Cloete and Boggenpoel argue in their paper that PIE and the Constitution require an order that is just and equitable and therefore in eviction cases, the court must be “context-sensitive”, balanced toward all parties, and take into account all relevant factors.
Pitje is a precedent-setting example of a Constitutional Court case where the court deliberately went beyond the traditional boundaries of the accusatorial tradition of only deliberating on the facts put before it by both parties. The court highlighted the circumstances of the evictee, focusing on her old age and ill health, which was not initially discussed in the pleadings. They argued that these special circumstances — which make the evictee vulnerable — must be considered as a prerequisite of satisfying the provisions of the PIE Act.
In Occupiers of Erven 87 & Berea v De Wet 2017 (Berea), the court’s commitment to justice and equity was taken even further and its practice of the inquisitorial method was reaffirmed. The court held that even in situations where there is a settlement agreement (in this case the tenants had agreed to vacate the property) it still needed to investigate all relevant circumstances, especially the personal circumstances of the evictees. In Berea, the court refused to grant an eviction order because it held that eviting the tenants in homeless was not just and equitable.
The argument can and should be made that when parties to an eviction fail to provide all relevant circumstances, the courts have a duty to inquire and request this information. This means breaking with the accusatorial common law tradition of our courts. Not only must the substance of any law align with the Constitution, but so too must the process of how the law is adjudicated and justice is delivered.
Conclusion of the academic paper
Because of the Constitution and PIE, our courts are no longer restricted to a purely accusatorial system. Rather, courts are allowed — and arguably required — to go beyond what is put before them if justice and equity demand it. They have the power to join interested parties and call for more evidence to make the best order possible. To satisfy the objectives of section 26(3) of the Constitution and the PIE Act, the court has a duty to take into account all relevant circumstances of the parties. If this requires breaking from traditional practice then so be it. The Constitution, PIE, and case law have fundamentally changed judicial practice in South Africa concerning eviction cases.
How do we enforce this at our courts?
The precedent set by the Constitutional Court in the above eviction cases is clear, but does this automatically filter down to the everyday practices of lower courts? My experience of monitoring eviction cases in some of Cape Town’s Magistrate’s Courts where tenants’ personal circumstances are rarely taken into account, says no.

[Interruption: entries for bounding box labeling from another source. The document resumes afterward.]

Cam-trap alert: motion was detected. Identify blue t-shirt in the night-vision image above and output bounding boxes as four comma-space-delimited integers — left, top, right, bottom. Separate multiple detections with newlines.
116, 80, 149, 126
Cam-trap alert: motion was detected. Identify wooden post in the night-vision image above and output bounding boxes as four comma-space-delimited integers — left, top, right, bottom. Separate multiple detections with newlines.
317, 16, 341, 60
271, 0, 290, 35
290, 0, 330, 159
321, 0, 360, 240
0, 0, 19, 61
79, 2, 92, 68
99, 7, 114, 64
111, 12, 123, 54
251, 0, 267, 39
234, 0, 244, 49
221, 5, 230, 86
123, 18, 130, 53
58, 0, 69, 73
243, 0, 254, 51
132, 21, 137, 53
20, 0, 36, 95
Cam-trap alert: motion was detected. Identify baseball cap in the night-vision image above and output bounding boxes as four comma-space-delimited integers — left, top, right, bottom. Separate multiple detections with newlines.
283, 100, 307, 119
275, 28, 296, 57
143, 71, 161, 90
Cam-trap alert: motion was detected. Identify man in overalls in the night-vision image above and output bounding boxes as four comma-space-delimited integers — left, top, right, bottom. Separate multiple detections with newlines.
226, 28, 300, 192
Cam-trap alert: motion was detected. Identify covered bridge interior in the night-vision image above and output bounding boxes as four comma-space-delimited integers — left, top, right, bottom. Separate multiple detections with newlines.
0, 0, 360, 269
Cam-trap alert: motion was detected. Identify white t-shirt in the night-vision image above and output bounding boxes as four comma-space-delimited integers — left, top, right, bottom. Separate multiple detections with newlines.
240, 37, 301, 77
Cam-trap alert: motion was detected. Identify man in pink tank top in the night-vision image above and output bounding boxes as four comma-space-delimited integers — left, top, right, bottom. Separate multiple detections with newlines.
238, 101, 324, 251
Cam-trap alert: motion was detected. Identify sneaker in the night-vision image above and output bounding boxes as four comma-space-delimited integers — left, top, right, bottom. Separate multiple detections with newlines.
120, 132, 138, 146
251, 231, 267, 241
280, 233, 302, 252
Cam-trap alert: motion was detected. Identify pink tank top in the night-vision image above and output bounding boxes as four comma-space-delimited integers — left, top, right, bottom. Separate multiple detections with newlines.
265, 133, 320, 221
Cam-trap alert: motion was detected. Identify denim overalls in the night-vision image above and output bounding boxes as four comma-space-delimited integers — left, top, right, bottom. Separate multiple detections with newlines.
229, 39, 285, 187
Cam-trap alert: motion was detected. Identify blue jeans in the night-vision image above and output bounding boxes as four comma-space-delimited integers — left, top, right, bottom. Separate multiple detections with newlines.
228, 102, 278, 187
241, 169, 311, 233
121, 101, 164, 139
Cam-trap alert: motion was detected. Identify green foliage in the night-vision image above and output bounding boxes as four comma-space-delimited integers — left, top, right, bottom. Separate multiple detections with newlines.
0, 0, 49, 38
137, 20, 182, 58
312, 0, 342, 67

Activists and civil society organisations have an important role to play in our courts, observing how they enforce the law and holding them accountable when they fail to apply the law correctly and in the spirit of the Constitution. Together with tenants, we must educate ourselves and then educate, lawyers, judges and magistrates on the courts’ inquisitorial duties. If magistrates continue to disregard their duties we must take cases on review and appeal while also making complaints to their superiors.
In the end, our actions will not only benefit those who usually suffer injustice at our courts but also the courts themselves as they are challenged to better fulfil their Constitutional obligations.